The Potentially Dire Long-Term Impact Of Home Health Agency Closures

Home Health Care News | By Patrick Filbin

Back in October, Hospice and Home Care of Juneau closed after 20 years in business.
 
A month earlier, Trinity Health At Home in Springfield, Illinois, shut its doors and laid off 60 employees.
 
At the start of the new year, Oahu Home Healthcare announced it was shutting down, leaving just eight at-home care agencies on the most populated island in Hawaii.
 
More and more, small- to medium-sized providers are shuttering permanently due to staffing constraints and margin pressures.
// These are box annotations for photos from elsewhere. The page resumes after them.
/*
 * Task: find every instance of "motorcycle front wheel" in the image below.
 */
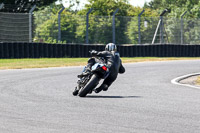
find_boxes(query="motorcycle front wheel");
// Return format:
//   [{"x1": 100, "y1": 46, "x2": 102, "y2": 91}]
[{"x1": 78, "y1": 74, "x2": 100, "y2": 97}]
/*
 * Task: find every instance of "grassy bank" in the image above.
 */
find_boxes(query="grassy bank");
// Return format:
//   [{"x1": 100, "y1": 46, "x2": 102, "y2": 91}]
[{"x1": 0, "y1": 57, "x2": 200, "y2": 69}]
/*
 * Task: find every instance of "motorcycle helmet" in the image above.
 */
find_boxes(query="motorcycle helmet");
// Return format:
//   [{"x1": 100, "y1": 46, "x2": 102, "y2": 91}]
[{"x1": 105, "y1": 43, "x2": 117, "y2": 51}]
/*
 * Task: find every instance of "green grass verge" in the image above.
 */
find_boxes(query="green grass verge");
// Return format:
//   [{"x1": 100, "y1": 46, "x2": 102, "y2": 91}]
[{"x1": 0, "y1": 57, "x2": 200, "y2": 69}]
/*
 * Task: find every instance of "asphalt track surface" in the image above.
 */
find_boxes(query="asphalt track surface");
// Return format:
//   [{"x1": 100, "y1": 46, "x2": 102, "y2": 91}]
[{"x1": 0, "y1": 61, "x2": 200, "y2": 133}]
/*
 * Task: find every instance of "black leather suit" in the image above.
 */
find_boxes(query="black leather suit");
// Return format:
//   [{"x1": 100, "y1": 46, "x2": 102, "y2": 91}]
[{"x1": 88, "y1": 51, "x2": 125, "y2": 87}]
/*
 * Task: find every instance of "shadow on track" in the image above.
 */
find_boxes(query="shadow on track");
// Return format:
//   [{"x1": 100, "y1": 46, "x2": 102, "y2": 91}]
[{"x1": 85, "y1": 95, "x2": 141, "y2": 98}]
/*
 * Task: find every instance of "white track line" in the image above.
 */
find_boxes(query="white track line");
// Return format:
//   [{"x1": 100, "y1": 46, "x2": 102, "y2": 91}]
[{"x1": 171, "y1": 73, "x2": 200, "y2": 89}]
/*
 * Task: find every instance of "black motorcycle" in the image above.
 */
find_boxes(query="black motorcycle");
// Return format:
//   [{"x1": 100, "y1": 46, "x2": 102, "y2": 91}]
[{"x1": 73, "y1": 59, "x2": 109, "y2": 97}]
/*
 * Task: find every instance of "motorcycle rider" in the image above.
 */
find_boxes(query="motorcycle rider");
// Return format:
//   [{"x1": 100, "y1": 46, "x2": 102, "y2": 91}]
[{"x1": 73, "y1": 43, "x2": 125, "y2": 95}]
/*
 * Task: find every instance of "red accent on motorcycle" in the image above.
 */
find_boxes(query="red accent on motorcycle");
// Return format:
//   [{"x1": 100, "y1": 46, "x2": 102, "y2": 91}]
[{"x1": 102, "y1": 66, "x2": 107, "y2": 71}]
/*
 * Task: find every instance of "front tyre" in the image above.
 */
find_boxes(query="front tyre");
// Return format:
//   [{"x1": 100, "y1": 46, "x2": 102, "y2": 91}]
[{"x1": 78, "y1": 74, "x2": 99, "y2": 97}]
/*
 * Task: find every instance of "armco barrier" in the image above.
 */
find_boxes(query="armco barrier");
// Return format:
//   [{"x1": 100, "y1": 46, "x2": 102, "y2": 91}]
[{"x1": 0, "y1": 43, "x2": 200, "y2": 59}]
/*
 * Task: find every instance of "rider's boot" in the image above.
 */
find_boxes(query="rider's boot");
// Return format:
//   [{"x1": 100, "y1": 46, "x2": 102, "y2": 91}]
[
  {"x1": 72, "y1": 87, "x2": 79, "y2": 96},
  {"x1": 94, "y1": 84, "x2": 108, "y2": 93},
  {"x1": 78, "y1": 64, "x2": 91, "y2": 78}
]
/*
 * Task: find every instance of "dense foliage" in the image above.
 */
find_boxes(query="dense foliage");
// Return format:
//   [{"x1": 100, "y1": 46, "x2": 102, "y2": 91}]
[{"x1": 34, "y1": 0, "x2": 200, "y2": 44}]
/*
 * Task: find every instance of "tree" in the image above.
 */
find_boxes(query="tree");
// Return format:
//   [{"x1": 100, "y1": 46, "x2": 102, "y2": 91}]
[{"x1": 1, "y1": 0, "x2": 57, "y2": 12}]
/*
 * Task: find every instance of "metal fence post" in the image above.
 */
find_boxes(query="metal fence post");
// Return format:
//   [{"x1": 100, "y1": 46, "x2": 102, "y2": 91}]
[
  {"x1": 181, "y1": 11, "x2": 187, "y2": 44},
  {"x1": 138, "y1": 10, "x2": 145, "y2": 44},
  {"x1": 86, "y1": 8, "x2": 93, "y2": 44},
  {"x1": 29, "y1": 5, "x2": 36, "y2": 42},
  {"x1": 112, "y1": 8, "x2": 119, "y2": 43},
  {"x1": 152, "y1": 9, "x2": 169, "y2": 44},
  {"x1": 58, "y1": 7, "x2": 65, "y2": 42}
]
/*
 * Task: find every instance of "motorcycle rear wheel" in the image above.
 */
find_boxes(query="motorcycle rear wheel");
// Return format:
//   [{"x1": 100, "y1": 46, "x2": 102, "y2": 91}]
[{"x1": 78, "y1": 74, "x2": 99, "y2": 97}]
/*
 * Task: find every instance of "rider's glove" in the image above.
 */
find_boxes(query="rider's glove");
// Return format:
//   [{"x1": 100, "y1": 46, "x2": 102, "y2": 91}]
[{"x1": 90, "y1": 50, "x2": 98, "y2": 56}]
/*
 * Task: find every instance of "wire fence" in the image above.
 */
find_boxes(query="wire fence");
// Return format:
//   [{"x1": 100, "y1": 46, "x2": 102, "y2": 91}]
[{"x1": 0, "y1": 12, "x2": 200, "y2": 44}]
Home health insiders believe that this trend is troubling not just for providers in jeopardy, but for the industry as a whole.
 
“The industry got a reprieve this year from CMS,” Mike Dordick, the president of McBee Associates, told Home Health Care News. “If that doesn’t happen again, you’re going to start to see not just small agencies close, you’re going to see some of the large players say, ‘There’s no point in serving these rural markets and some of these areas because we’re losing money.’”
 
McBee Associates is a health care services and consulting firm that works with providers in a wide range of states. In 2019, prior to the pandemic, Dordick told HHCN that he believed there would be about a 30% reduction in the number of providers over the next several years.
 
Of course, the public health emergency changed projections. It gave providers financial stability and “masked” some of the financial troubles that were inevitable, Dordick said.
 
In the first quarter of 2019, there were 9,624 home health providers that filed at least one claim with CMS, according to McBee’s data. In the first quarter of 2022, that number was at 8,670, a 10% reduction.
 
That reduction is partly due to mergers, and partly due to closures.